The curtain has (mostly) fallen on the widely-used Loss Attributing Qualifying Company structure which was repealed from the end of the 2011 tax year (March 31, 2011, for most LAQCs). This, combined with the grandfathering of the QC regime and introduction of Look Through Companies (LTCs) from April 1, 2011, means that shareholders in LAQCs/QCs have to make some choices soon.
Although this outcome has been inevitable since Government announcements in the May 20 Budget last year, the legislation was only passed on December 20, 2010, so the real question is whether the approximately 60,000 QCs/LAQCs in New Zealand are ready to respond to this change.
Certainly, Chartered Accountants around New Zealand have been learning about the options available, and are talking to their clients about such.
These options range from doing nothing (and become/stay a QC), electing to become a LTC, or transitioning to a partnership/limited partnership/sole tradership structure.
Each of these options have various/different benefits and downsides, so this is a choice that must encapsulate the taxpayer's particular circumstances and plans for the future.
The new LTC regime allows shareholders direct access to losses from the underlying company in most circumstances (albeit there are some limitations that can apply) and unfettered access to company reserves tax free, but it is a complicated regime that needs careful management.
It essentially deems the shareholders to be undertaking the business of the company themselves (ignoring the company for income tax, but not for other purposes such as GST, FBT, PAYE, financial reporting and Companies Act etc).
The Government has provided a detailed set of transitional rules about these possible scheme (LTC) or structural changes for QCs that are generally tax friendly, but the changes to partnership/limited partnership/sole tradership structures do require actual transactions, and bear some risks around timeframes.
A decision to move away from the QC format to one of the above options can be made in either the 2012 or 2013 tax years (election within first six months, albeit effective from the first day of the relevant year).

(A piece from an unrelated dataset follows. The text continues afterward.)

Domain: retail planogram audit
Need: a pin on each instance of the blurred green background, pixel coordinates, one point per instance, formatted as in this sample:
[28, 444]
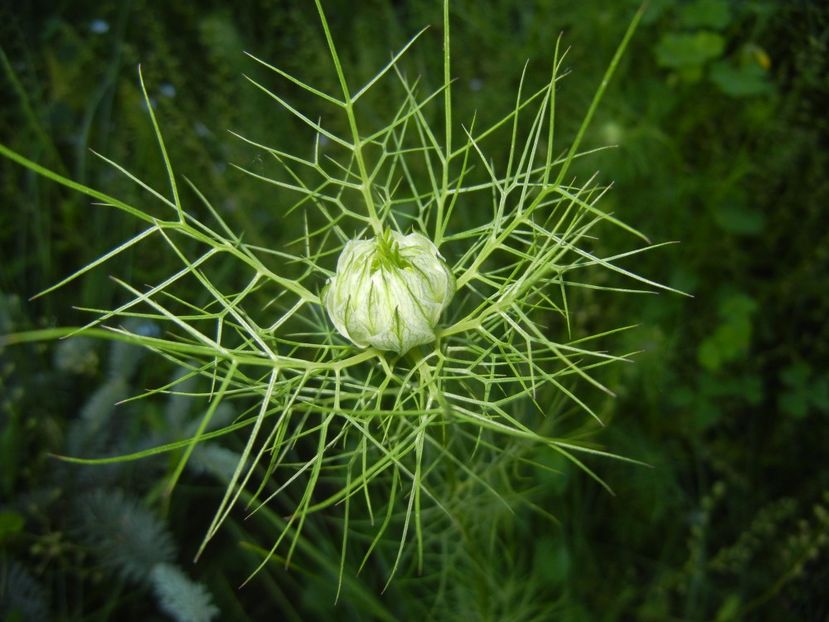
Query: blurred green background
[719, 115]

Although each of the alternatives do have some benefits in certain circumstances, given that many former LAQCs will cease to be loss making due to the removal of depreciation claims on buildings, it is my expectation that the vast majority of QCs/LAQCs as at March 31 will simply be QCs in the future.
Notwithstanding this, if you are a shareholder in a QC/LAQC, you should talk to your tax adviser soon about the options best suited to your circumstances.
• Scott Mason is a Principal of Taxation at accounting firm WHK Otago.